How often do we think we know our true desires? A woman who says she wants a child more than anything in the world somehow gets distracted by relationships with men who are very clearly not father material (and often tell her as much). She comes in and says, sometimes even with despair, “How does this happen to me? Will I ever have kids?”, and I wonder if that’s what she — the essence of her, her true “self” — truly wants. Some people are open to contemplating the possibility of a deeper-seeded desire, and expression of their true nature; others resist — “What do you mean, do I really want to succeed?! Of course I do! I just seem to be unable to… for now…” Yet how necessary is it really to work at finding out what it is we’re really pursuing! What is Woman A’s true interest in life that she gets involved with men who are somehow handicapped– physically, financially, or emotionally? What is Man B looking for, if he says he longs for a meaningful deeper pursuit, but stays at Meryl Lynch year after year, “just until I get my bonus and go”?

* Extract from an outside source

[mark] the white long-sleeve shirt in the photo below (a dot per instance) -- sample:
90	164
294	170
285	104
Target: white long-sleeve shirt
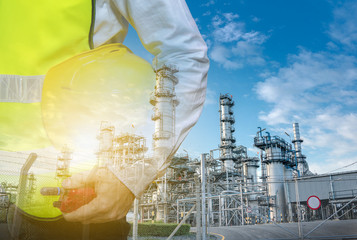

It is difficult, I admit, to look at our current lives not as dress rehearsals but as expressions of our essence, but it is very important (and so helpful!). It can help introduce us to our innermost selves (admittedly a worthwhile acquaintance) and point out our ambivalence, our conflicts, and our stumbling blocks. Someone told me, years ago, “if you want to understand what kind of life a person wants, take a look at the life he has.” That’s well put, isn’t it? This statement upsets many (since it’s easier to believe that circumstances seemingly beyond our control derails us, and not we ourselves), yet the “genius” or the “daemon” within us is powerful enough, somehow, to weave the fabric of our lives in accordance with his pattern. This may sound borderline mystical, but it doesn’t have to be. The tiniest of decisions, lingering over some situations yet somehow easily dismissing or overcoming others, picking certain people but not others — all not quite consciously — get us through the years to the place we are today. To know this may help us gain awareness, and prevent us from walking blindly through life, so that tomorrow we can say that we are exactly where we wanted, and needed, to be.